Europeans want more transparency from Beijing, but remain cautious about the claim that the virus spread from a Chinese lab. For the Bild newspaper, the Chinese are trying to save face. Missouri and an Italian hotelier are suing China.

Hong Kong (AsiaNews) – The number of countries criticising China for its handling of the pandemic crisis is growing. Germany, France and the United Kingdom have started to press China for more transparency on what happened in Wuhan, the epicentre of the epidemic.

So far, the toughest attacks against Beijing, accused of not telling the truth about the origin and spread of the disease, have come from the United States. However, backed by the World Health Organisation, China continues to repeat that the pandemic is a scientific problem and should not be "politicised".

Europeans want more cooperation from China, but remain cautious about the claim that the virus spread from a virology lab in Wuhan, something the US government has not dismissed.

On Monday, German Chancellor Angela Merkel asked China to share more information on COVID-19. A few days earlier, Germany’s Development Minister, Gerd Müller, had questioned Beijing's sincerity about the origin of the pandemic.

In Germany, the hardest attack came from Bild. On 15 April, Germany’s best-selling newspaper wrote that China should pay €150 billion for damages caused by its slow response to the pandemic.

Reacting to criticism from the Chinese embassy against this article, the newspaper’s editor, Julian Reichelt, slammed Chinese authorities and scientists, whom he believes are guilty of hiding the situation to save face before domestic and international public opinion.

Reichelt excoriates China’s Communist regime, which he says systematically monitors the population and closes newspapers critical of its leaders, but then refuses to control and close the animal markets from where viruses like COVID-19 and SARS can spread. It is thought that the COVID-19 infection could have started from an outdoor market in Wuhan.

China’s response to the outbreak has grey areas, said French President Emmanuel Macron. Things “happened [in Wuhan] that we don’t know about”, he said.

For British Foreign Minister Dominic Raab, relations with Beijing will no longer be the same once the emergency is over. “We’ll have to ask the hard questions about how it came about, and how it could have been stopped earlier,” he said.
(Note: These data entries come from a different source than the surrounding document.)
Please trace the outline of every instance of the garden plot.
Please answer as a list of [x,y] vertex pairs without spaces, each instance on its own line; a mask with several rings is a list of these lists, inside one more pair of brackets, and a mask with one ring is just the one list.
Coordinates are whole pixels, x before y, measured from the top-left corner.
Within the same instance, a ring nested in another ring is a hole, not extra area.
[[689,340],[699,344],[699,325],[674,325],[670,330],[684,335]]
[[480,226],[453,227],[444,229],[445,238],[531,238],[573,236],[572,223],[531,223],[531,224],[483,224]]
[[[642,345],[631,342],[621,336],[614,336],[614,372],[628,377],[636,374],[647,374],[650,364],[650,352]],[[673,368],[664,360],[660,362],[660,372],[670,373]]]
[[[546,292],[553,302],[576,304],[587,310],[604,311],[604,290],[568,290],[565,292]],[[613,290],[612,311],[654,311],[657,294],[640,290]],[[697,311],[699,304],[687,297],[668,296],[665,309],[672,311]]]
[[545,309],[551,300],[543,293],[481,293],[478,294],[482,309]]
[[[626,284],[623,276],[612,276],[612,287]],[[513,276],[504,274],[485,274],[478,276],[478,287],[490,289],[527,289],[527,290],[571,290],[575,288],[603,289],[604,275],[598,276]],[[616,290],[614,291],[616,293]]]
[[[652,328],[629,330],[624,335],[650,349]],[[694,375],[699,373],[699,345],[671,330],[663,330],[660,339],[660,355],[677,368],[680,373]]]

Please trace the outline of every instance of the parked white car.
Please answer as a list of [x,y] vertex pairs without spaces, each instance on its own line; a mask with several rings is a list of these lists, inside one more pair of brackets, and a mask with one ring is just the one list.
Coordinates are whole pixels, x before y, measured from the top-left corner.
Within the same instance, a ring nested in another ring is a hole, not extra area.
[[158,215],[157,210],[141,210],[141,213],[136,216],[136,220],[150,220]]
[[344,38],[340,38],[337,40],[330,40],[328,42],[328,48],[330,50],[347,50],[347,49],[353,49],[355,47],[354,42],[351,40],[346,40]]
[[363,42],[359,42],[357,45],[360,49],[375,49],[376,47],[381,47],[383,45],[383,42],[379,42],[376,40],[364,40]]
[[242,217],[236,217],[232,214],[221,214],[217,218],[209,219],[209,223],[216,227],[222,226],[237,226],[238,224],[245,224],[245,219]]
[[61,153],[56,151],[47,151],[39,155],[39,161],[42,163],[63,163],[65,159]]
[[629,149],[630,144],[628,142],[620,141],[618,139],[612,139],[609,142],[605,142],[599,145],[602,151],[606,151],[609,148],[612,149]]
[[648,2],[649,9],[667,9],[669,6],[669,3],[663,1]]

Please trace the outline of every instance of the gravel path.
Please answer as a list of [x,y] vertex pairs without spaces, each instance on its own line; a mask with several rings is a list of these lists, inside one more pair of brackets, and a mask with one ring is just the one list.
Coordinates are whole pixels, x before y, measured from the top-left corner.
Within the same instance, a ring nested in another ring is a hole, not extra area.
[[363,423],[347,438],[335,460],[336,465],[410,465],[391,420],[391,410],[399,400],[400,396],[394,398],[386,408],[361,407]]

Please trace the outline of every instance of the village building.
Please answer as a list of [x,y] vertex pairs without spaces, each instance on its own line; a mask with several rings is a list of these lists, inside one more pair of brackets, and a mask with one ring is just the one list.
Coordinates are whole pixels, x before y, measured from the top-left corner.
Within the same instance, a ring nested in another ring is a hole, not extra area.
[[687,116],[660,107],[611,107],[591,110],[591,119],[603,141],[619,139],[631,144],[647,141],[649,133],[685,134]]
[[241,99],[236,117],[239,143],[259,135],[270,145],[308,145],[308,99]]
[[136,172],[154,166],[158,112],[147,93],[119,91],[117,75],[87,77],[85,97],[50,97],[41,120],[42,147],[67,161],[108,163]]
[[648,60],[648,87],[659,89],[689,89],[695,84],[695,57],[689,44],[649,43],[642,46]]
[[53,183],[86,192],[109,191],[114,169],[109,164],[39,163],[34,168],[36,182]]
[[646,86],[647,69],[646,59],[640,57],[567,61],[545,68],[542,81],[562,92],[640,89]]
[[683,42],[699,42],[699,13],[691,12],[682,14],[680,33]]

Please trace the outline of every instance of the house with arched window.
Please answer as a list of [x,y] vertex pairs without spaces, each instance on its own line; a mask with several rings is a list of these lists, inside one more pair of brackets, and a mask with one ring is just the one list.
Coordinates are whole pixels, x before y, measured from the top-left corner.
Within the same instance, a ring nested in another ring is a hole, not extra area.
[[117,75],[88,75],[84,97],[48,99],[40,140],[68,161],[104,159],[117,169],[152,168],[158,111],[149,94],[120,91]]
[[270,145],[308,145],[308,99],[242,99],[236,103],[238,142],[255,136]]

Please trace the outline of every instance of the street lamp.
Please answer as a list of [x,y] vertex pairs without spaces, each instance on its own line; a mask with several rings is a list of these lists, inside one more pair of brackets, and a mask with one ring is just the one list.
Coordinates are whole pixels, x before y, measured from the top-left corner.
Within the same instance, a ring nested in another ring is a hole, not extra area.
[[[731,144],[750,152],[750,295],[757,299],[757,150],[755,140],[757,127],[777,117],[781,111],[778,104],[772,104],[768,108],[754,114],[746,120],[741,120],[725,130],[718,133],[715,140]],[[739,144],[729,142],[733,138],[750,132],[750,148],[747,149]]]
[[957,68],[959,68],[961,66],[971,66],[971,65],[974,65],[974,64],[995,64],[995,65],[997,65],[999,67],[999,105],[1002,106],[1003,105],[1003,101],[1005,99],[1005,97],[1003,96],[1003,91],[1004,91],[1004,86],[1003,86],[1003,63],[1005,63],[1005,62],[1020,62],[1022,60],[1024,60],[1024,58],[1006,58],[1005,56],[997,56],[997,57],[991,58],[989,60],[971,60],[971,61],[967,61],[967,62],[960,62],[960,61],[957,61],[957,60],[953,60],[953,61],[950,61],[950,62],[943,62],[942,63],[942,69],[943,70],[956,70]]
William Hague, a former Tory leader and foreign secretary who now sits in the House of Lords, said that China has shown that it does not “play by our rules” and is not a reliable partner.

The British parliament’s Foreign Affairs Committee has warned that an orchestrated disinformation campaign by China is “costing British lives” in the fight against coronavirus.

According to official data, Europe and the United States are the areas most affected by the coronavirus. In addition to the shock of losing thousands of lives, European countries and the United States are now facing the economic fallout from the crisis.

The Attorney General of the US State of Missouri is suing China for the human and material losses caused by COVID-19. The US Congress is debating a legislation that would allow US citizens and state governments to sue China.

Meanwhile, in Italy, where part of the government majority has so far preferred to praise China rather than criticise its management of the fight against coronavirus, there is action in the courts.

A hotelier in Cortina d'Ampezzo is suing the Chinese Ministry of Health in a court in Belluno (Veneto) on charges of delaying the release of information about the infection, seriously damaging his business.